STC analysis of the dysregulated lncRNAs among normal skin, scar, and MU. (A) The expression patterns of 8112 lncRNAs were analyzed and 16 model profiles were summarized. Each box represented a model expression profile, the upper number in the profile box was the model profile number and the lower one was the P-value. In total, 8 expression patterns of genes showed significant P-values (P<0.05; colored boxes). The profile No.3 (B) contained 684 genes and they were progressively downregulated from the normal skin to scar to MU tissues. The profile No.12 (C) contained 334 genes and they were progressively upregulated. The profile No.7 (D) contained 768 lncRNAs which were basically downregulated in MU. Letter A, B and C in the horizontal axis denoted normal skin, scar, and MU, respectively. The vertical axis displayed the time series of gene expression levels for the gene. MU – Marjolin ulcer; lncRNA – long noncoding RNA.
LncRNA-mRNA co-expression and function prediction
The co-expression network was composed of 5 lncRNAs and 334 coding genes (Figure 5). GO and pathway analysis for the co-expressed mRNAs revealed that they were highly enriched in cellular protein metabolic process (ontology: biological process), cytoplasm (ontology: cellular component), and RNA binding (ontology: molecular function), and that the p53 signaling pathway was the most highly enriched pathway (see Supplementary Figure 2). LncRNA NR_026995 was negatively correlated with YWHAZ, SESN3, PRKDC, CDKN1A, and CDK1 levels, while lncRNA TCONS_00007922 was positively correlated with SKP1, RRM2, RB1, CCND2, and CDC23 levels, and those mRNAs are mainly involved in the p53 signaling pathway and cell cycle. Intriguingly, TNFAIP1, SERPINB5, and RB1, which are well known as tumor suppressor, were all co-expressed with lncRNA ENST00000432694, TCONS_00007922, uc001oou.3, and ENST00000457834.
Figure 5.
LncRNA-mRNA co-expression network in MU. The network is based on Pearson’s correlation coefficient. In this network, squares in yellow represent upregulated lncRNAs, squares in green represent downregulated lncRNAs, nodes represent mRNAs, solid lines mean positive correlations, while dashed lines mean negative correlations. MU – Marjolin ulcer; lncRNA – long noncoding RNA; mRNA – messenger RNA.
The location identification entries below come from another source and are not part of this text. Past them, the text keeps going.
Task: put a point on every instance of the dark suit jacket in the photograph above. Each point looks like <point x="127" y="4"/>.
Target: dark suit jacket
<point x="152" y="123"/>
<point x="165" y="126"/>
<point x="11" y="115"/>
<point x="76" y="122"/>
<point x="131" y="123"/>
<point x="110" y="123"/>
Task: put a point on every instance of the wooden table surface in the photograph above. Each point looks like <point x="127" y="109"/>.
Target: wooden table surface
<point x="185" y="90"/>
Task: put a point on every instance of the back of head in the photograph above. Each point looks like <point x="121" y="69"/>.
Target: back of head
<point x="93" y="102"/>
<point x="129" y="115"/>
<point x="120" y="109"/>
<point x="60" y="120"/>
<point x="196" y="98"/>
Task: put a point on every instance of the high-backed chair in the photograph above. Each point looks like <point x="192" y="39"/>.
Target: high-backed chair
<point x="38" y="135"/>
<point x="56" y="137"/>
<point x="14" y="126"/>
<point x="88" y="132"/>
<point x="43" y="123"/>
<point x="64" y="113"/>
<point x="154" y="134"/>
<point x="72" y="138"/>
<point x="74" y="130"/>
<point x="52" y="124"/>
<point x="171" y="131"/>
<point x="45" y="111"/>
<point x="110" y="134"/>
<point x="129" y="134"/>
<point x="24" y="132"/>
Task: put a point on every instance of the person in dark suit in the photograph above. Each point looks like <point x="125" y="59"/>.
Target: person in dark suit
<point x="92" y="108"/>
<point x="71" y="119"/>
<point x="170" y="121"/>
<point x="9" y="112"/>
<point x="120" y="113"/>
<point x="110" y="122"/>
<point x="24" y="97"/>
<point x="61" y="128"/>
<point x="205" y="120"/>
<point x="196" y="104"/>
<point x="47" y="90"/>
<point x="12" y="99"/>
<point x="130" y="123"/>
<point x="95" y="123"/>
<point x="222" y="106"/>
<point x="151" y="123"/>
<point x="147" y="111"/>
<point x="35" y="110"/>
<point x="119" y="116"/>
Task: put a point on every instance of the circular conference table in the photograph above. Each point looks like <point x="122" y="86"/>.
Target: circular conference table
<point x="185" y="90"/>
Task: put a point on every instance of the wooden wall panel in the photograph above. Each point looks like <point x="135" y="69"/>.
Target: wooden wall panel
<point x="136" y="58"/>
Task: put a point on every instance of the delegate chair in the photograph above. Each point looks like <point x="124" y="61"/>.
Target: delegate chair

Construction of a ceRNA network
We predicted a ceRNA network consisting of 4 lncRNAs (lncRNA NR_026995 was filtered for reasons described in the methods section), 75 mRNAs, and 97 miRNAs (Figure 6). Some of the involved mRNAs have been reported to be associated with cancers such as MDM4, NF2, TP53I11, and IGF1. Particularly, downregulated lncRNA uc001oou.3 is predicted to be involved in ceRNA of miR-6849-3p targeting MDM4, JAK3, and STAT2 (the latter 2 were excluded from the network for their expression trend was contrary to lncRNA uc001oou.3), and both lncRNA uc001oou.3 and MDM4 were validated for a downregulation in MU. The ceRNA network might bring novel insight for the tumorigenesis mechanisms of MU. Of note, further validation of candidate ceRNA will be indispensable.
Figure 6.
Competing endogenous RNA (ceRNA) network in MU. The ceRNA network was based on lncRNA-miRNA and miRNA-mRNA interactions. In this network, nodes in cyan represent lncRNAs, nodes in blue represent mRNA, nodes in red represent miRNA, and the edges represent sequence matching. MU – Marjolin ulcer; lncRNA – long noncoding RNA; micRINA – microRNA; mRNA – messenger RNA.
Discussion
MU is an aggressive malignancy, and the malignant degeneration of post-burn scars and lesions is an ineluctable eventuality. However, the exact pathogenesis of MU is not yet fully understood. Nevertheless, a tumor-promoting microenvironment caused by chronic inflammation should be largely incriminated [16]. Hitherto, lncRNA expression profiles have been widely used to reveal the underlying molecular mechanisms contributing to pathogenesis of many human diseases. Wan et al. have reported that lncRNAs play an important role in regulating the skin physiology function and diseases development [17]. Furthermore, they are also implicated in skin wound healing and hypertrophic scar formation [18,19]. As lncRNAs are expressed in a disease-, tissue- or developmental stage-specific manner, they are closely associated with malignant processes and so are attractive diagnostic and therapeutic targets [20]. A number of lncRNAs have been found to be responsible for cancer initiation and progression [21].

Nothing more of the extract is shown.